Innocent bystanders who lost mountains of data, personal files, documents, and more when the popular but illegitimately operated cloud-based site MegaUpload was taken down, may end up being just plain out of luck, at least for a while. The US Deparment of Justice wants to block former user Kyle Goodwin from accessing his high school football videos which he uploaded to the site.
MegaUpload is currently in the middle of a massive litigation ordeal which involves the Motion Picture Association of America, the Electronic Frontier Foundation, and the US Attorney's office. But what happens to those who didn't do anything wrong? Lawyers for the US Attorney say the answer is nothing. In the same way that if you left a video game at a friend's house on the night that police raided your friend's house with a warrant, the government does not have a duty to make sure you get your stuff back in before the case is resolved.
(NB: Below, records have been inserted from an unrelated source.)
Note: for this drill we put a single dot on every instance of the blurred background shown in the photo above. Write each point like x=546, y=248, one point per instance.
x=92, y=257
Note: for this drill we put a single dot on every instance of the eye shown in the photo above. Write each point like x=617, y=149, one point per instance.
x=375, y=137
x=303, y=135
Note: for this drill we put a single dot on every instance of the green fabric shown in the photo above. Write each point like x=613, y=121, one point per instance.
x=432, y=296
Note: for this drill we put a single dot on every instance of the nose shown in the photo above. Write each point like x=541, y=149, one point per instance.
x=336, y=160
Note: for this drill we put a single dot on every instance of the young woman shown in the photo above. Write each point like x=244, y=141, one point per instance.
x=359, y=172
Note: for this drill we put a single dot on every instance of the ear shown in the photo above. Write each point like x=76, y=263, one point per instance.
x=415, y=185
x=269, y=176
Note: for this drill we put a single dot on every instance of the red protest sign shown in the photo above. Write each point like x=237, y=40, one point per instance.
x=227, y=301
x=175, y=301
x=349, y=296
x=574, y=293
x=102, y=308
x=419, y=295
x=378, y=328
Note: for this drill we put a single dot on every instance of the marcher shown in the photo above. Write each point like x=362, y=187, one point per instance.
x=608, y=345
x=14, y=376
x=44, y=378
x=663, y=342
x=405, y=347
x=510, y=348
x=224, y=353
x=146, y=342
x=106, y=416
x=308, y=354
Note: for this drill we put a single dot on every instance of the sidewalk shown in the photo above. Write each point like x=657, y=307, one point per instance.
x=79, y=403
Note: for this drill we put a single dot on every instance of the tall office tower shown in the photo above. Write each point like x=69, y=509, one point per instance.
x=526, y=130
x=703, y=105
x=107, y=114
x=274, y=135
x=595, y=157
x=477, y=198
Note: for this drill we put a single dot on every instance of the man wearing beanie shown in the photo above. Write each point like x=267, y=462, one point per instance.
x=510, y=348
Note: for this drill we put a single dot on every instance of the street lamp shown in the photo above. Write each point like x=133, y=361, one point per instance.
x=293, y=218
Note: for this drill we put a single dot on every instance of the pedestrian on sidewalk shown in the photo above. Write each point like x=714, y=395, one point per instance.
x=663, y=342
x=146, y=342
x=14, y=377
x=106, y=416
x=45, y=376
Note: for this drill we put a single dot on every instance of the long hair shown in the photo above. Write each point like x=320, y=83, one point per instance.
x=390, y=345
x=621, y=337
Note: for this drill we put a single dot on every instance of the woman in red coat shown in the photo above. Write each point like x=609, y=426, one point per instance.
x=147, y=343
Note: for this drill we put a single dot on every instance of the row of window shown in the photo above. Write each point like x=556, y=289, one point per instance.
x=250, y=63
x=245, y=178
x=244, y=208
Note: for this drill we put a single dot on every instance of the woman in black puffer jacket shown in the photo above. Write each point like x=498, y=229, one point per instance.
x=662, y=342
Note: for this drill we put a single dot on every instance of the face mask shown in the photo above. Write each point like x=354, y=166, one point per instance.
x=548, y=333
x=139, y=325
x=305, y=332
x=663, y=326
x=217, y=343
"Mr. Goodwin's proposed solution is to have the government bear the financial cost of restoring his data. even if that means releasing assets of the defendants which are subject to mandatory forfeiture. Twenty-three years ago, the Supreme Court made clear that a criminal defendant does not have a right to use someone else's money to finance his defense," the government asserted. The MPAA has said it has no objection to legitimate private content being returns to its owners, but the government is saying it may be up to individual users to file their own lawsuits if they want that content back.